Singapore’s Maritime and Port Authority said the tanker, which was carrying 12,000 tons of fuel oil, suffered damage 20 feet above the waterline but that none of its contents had leaked.

“There is no report of oil pollution and traffic in the Singapore Strait is unaffected,” the authority said, adding that none of the crew on the tanker were injured.

Marine traffic data showed the Alnic at anchor off Singapore Monday night.

The collision marks the fourth time this year a Navy vessel with the 7th Fleet has been involved in a major mishap, an embarrassing string that has prompted the service to remove several senior officers from command.

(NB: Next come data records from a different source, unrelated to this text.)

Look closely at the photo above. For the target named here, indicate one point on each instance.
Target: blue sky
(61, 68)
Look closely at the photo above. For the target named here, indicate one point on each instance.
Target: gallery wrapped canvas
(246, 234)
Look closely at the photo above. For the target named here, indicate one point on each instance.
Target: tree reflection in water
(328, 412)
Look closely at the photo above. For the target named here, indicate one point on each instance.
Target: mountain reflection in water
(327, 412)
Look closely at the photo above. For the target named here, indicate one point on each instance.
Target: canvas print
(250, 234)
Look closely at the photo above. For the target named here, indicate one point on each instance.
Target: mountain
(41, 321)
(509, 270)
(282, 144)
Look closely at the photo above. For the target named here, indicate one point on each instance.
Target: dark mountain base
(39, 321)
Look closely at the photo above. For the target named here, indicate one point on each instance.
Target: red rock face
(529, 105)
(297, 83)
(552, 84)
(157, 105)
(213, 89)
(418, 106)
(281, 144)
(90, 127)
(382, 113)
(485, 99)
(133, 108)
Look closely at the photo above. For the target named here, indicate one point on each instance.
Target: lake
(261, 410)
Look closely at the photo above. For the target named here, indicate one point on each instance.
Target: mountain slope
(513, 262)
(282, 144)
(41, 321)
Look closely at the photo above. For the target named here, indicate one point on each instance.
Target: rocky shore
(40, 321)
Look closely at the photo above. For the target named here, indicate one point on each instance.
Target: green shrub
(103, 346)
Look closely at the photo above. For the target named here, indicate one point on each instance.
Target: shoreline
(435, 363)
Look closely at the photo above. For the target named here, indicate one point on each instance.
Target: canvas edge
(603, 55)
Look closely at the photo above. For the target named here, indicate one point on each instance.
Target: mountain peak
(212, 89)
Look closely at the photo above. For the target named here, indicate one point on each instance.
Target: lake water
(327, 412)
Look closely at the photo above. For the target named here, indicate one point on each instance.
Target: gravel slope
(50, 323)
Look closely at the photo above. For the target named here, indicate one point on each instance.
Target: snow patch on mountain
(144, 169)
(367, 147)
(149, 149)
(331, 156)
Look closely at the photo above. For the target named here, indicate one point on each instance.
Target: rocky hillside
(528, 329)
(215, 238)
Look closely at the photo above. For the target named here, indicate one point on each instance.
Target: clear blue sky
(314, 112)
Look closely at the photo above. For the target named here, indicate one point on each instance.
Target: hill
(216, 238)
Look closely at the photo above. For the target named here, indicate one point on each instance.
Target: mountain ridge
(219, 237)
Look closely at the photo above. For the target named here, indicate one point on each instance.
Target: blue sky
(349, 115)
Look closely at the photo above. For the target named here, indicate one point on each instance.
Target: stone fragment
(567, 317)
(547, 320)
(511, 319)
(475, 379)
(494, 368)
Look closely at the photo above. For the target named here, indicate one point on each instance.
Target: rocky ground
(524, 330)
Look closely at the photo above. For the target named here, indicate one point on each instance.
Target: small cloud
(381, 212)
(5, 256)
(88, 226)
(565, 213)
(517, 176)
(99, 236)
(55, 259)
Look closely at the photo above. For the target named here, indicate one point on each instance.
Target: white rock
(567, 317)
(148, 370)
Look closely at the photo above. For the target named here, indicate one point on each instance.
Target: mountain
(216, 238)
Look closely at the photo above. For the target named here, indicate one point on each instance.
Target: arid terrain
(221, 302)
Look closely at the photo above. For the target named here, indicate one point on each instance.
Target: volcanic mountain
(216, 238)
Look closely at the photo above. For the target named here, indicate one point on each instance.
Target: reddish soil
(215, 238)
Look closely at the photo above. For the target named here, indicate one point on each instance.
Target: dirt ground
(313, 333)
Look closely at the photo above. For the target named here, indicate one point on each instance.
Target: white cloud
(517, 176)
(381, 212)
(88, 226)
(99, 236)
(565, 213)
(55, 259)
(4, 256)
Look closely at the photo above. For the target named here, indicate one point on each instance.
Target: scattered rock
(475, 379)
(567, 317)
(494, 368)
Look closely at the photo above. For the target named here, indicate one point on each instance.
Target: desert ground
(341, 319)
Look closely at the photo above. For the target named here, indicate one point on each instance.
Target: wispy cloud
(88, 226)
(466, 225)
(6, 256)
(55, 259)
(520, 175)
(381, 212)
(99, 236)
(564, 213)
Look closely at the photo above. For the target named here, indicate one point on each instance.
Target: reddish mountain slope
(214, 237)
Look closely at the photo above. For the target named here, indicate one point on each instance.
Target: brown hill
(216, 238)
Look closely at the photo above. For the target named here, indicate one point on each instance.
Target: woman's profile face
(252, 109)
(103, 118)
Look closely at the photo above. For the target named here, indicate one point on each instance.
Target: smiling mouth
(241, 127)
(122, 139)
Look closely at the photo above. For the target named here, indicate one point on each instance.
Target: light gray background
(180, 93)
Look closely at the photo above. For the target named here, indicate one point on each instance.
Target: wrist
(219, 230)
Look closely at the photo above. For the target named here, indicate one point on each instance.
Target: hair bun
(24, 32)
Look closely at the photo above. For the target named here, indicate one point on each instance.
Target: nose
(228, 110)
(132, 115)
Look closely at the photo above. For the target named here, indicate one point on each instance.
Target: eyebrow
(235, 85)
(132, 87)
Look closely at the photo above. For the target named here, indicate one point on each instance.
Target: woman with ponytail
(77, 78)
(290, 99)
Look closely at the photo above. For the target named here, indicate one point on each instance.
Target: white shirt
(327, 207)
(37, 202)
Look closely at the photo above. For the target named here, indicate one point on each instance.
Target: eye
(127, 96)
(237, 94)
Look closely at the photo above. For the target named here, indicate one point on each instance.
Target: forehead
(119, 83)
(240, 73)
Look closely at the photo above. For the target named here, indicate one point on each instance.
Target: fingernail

The others include the deadly collision involving the USS Fitzgerald on June 17, a May 9 incident in which the guided-missile cruiser USS Lake Champlain collided with a South Korean fishing vessel east of the Korean Peninsula and a Jan. 31 mishap in which the guided-missile cruiser USS Antietam ran aground in Tokyo Bay, near its home port of Yokosuka.

The collision Monday came just days after the Navy issued a damning report listing errors that led to theUSS Fitzgerald collision.

The seven sailors, who were killed in that incident all drowned in their berth compartments when the container ship struck the destroyer’s side.

The Navy said last week that it would discipline a dozen sailors who were aboard the Fitzgerald, including the top two officers and the top enlisted sailor, whose careers are almost certainly over. Adm. William F. Moran, vice chief of naval operations, said the sailors who were on watch in the ship’s bridge “lost situational awareness,” contributing to the collision.

Dan Lamothe in Washington contributed to this report.